Sen. Joseph McCarthy, R-Wis., (left) talks with his lawyer, Edward Williams, in 1954 before the start of a special meeting of a Senate committee investigating McCarthy. | AP

It was 67 years ago this week when GOP senators censured Sen. Joseph McCarthy of Wisconsin. Under the very best of circumstances, the past enables us to bring some light, however dim, on present events.

On Dec 2, 1954 — 67 years ago this week — Republican members of the U.S. Senate voted to censure their colleague Joseph R. McCarthy of Wisconsin. Taking this step, they aligned with 67 of the Senate’s Democrats. Their issue had to do with the repeated breaches of conduct by Sen. Joseph McCarthy — himself a Republican — recklessly traveling along a fraught path. Since 1950, he had proffered allegations of Communist infiltration within the civilian ranks of government, its uniformed forces, as well as academics, artists, authors, journalists, musicians, scientists, and so on.
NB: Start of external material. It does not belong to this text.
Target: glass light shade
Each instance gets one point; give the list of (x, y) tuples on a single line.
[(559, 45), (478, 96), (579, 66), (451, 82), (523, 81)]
Two Republican senators — Margaret Chase Smith of Maine and Ralph E. Flanders of Vermont — opted to take on paramount roles. Whether or not their efforts were coordinated, each of them looked askance at McCarthy’s specious, and often destructive, claims in defiance of the prevailing decorum generally associated with Senate deliberations and procedures. Smith eventually found herself unceremoniously removed, by the Republican majority, from a key committee assignment. Party leaders replaced her with Sen. Richard M. Nixon.

None of this proved new. Four years prior to bringing the censure motion to the Senate’s floor, Smith delivered a stirring speech — re-printed in textbooks to this day and discussed by students learning about civics — “Declaration of Conscience.”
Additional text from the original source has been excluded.